The gray market also includes so-called "drug tourists"; these tourists are U.S. citizens that travel abroad, generally to Mexico but also to South America and even the Netherlands, to purchase legal pharmaceuticals for recreational purposes (Valdez & Sifaneck, 2008). In this regard, Conlan (2009) reports that, "Millions of people are buying what are advertised as bargain-rate prescription drugs from offshore Web sites. Countless others are visiting Mexico, where prescriptions are not required for most medicines and are easily obtained for controlled substances, including OxyContin" (p. 32). The "Mexican connection" is especially troublesome for policymakers because of their different laws and lower costs for pharmaceuticals. For example, according to Valdez and Sifaneck, "Drug tourism along the U.S.-Mexican border is driven by the inexpensive costs of these substances, legal access to drugs whose distribution is loosely controlled in Mexico, and the close physical proximity of Mexico to the United States" (2008, p. 880).

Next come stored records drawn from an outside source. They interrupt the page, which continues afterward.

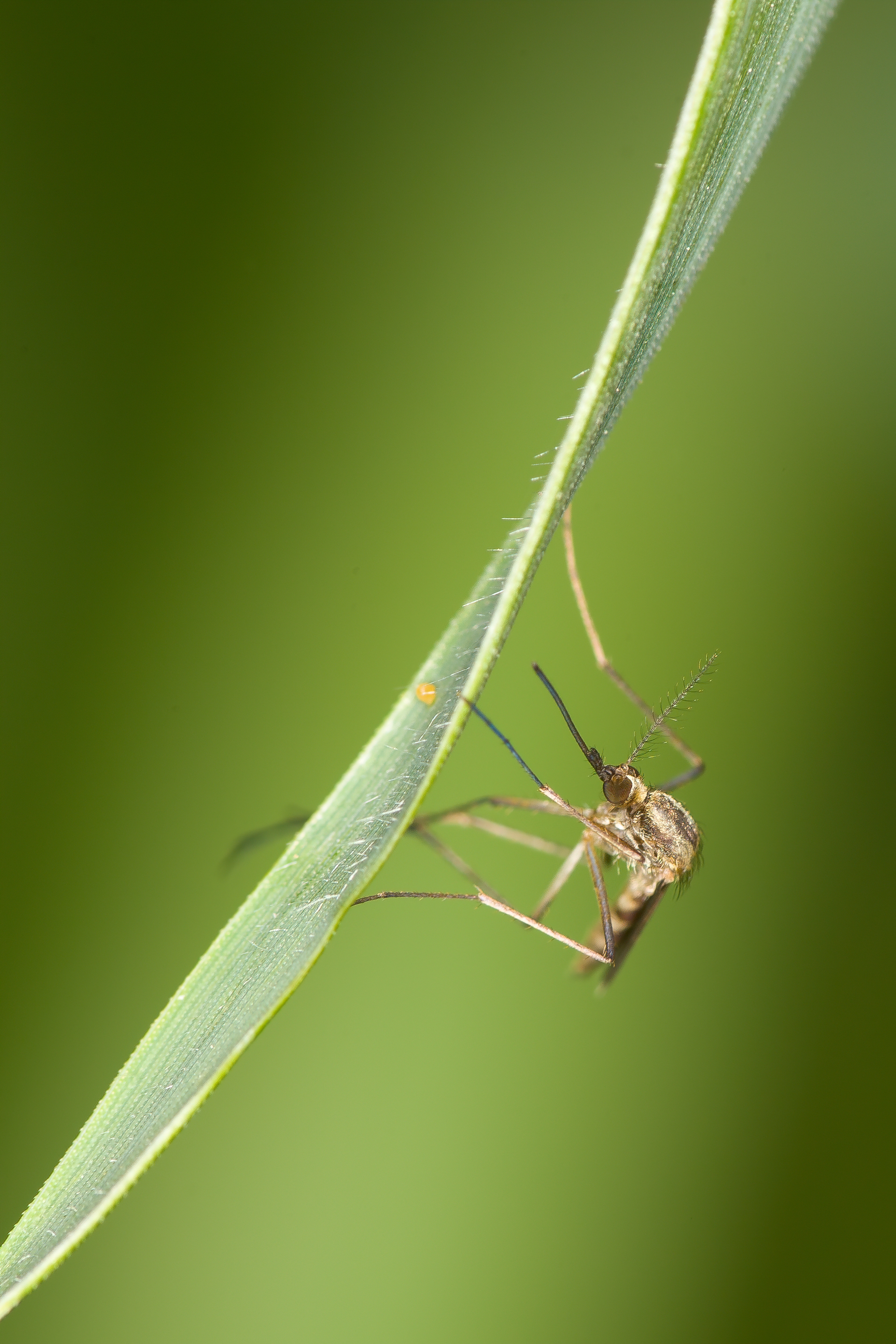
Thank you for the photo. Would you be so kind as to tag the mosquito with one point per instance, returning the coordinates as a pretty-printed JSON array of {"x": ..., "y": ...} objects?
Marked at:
[{"x": 644, "y": 827}]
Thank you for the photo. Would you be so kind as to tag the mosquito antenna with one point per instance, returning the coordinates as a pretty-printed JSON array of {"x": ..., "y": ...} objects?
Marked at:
[
  {"x": 658, "y": 720},
  {"x": 592, "y": 755},
  {"x": 505, "y": 741}
]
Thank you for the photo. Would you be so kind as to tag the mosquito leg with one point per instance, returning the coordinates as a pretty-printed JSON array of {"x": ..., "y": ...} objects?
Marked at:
[
  {"x": 601, "y": 889},
  {"x": 495, "y": 828},
  {"x": 543, "y": 788},
  {"x": 603, "y": 663},
  {"x": 280, "y": 830},
  {"x": 630, "y": 914},
  {"x": 493, "y": 800},
  {"x": 563, "y": 875},
  {"x": 455, "y": 859},
  {"x": 485, "y": 900}
]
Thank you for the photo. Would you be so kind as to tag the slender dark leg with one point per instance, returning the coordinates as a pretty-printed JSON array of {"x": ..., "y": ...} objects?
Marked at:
[
  {"x": 280, "y": 830},
  {"x": 563, "y": 875},
  {"x": 696, "y": 763}
]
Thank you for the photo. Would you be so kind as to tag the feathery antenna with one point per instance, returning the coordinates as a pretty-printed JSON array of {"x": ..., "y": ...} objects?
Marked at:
[{"x": 658, "y": 720}]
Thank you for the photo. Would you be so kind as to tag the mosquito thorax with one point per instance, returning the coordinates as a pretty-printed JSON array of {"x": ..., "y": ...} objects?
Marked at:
[{"x": 624, "y": 787}]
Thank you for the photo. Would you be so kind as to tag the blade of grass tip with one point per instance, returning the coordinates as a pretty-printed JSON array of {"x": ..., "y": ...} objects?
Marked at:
[{"x": 751, "y": 58}]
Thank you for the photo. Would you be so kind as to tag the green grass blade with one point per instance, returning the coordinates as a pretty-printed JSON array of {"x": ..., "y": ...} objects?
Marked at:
[{"x": 751, "y": 60}]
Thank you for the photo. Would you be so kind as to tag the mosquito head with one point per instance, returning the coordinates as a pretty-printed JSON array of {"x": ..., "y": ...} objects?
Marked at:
[{"x": 624, "y": 785}]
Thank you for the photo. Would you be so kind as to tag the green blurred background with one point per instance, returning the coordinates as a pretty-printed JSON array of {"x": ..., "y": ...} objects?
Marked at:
[{"x": 292, "y": 295}]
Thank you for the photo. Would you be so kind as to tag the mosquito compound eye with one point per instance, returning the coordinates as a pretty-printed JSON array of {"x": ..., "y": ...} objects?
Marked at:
[{"x": 618, "y": 788}]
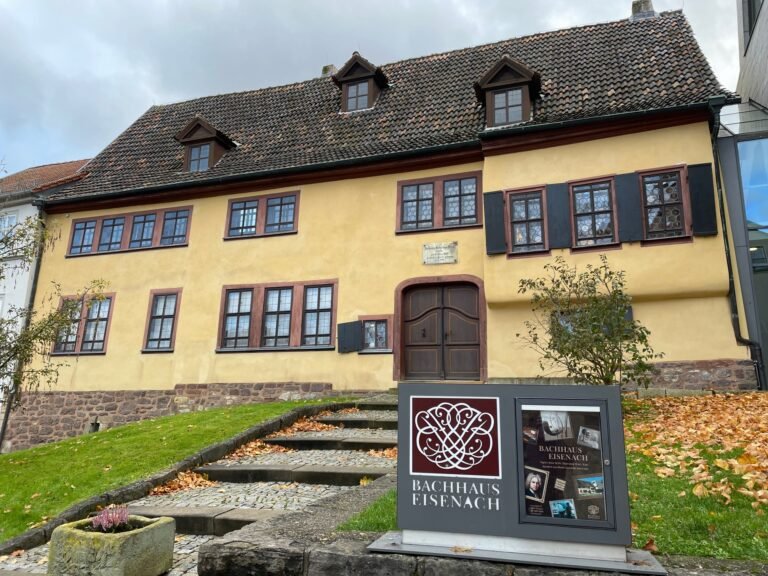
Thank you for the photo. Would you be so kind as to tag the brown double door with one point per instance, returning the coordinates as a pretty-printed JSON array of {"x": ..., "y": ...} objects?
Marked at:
[{"x": 441, "y": 332}]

The purchase of pharmaceuticals is legal in Mexico when foreigners have a prescription from a Mexican physician or dentist and American citizens are allowed to bring a 3-month supply of an unlimited number of prescriptions back with them to the United States (Valdez & Sifaneck, 2008). Indeed, hundreds of thousands of American citizens live in close geographic proximity to Mexican border cities, making access to pharmaceuticals that much easier (Valdez & Sifaneck, 2008). In this regard, Valdez and Sifaneck report that, "The drugs are particularly accessible to prescription drug users in the southwestern United States, who live only a few hours away in Mexican border cities such as Nuevo Laredo, Tijuana (San Diego), Nogales (Tucson), Juarez (El Paso), and Matamoros (Brownsville)" (2008, p. 880).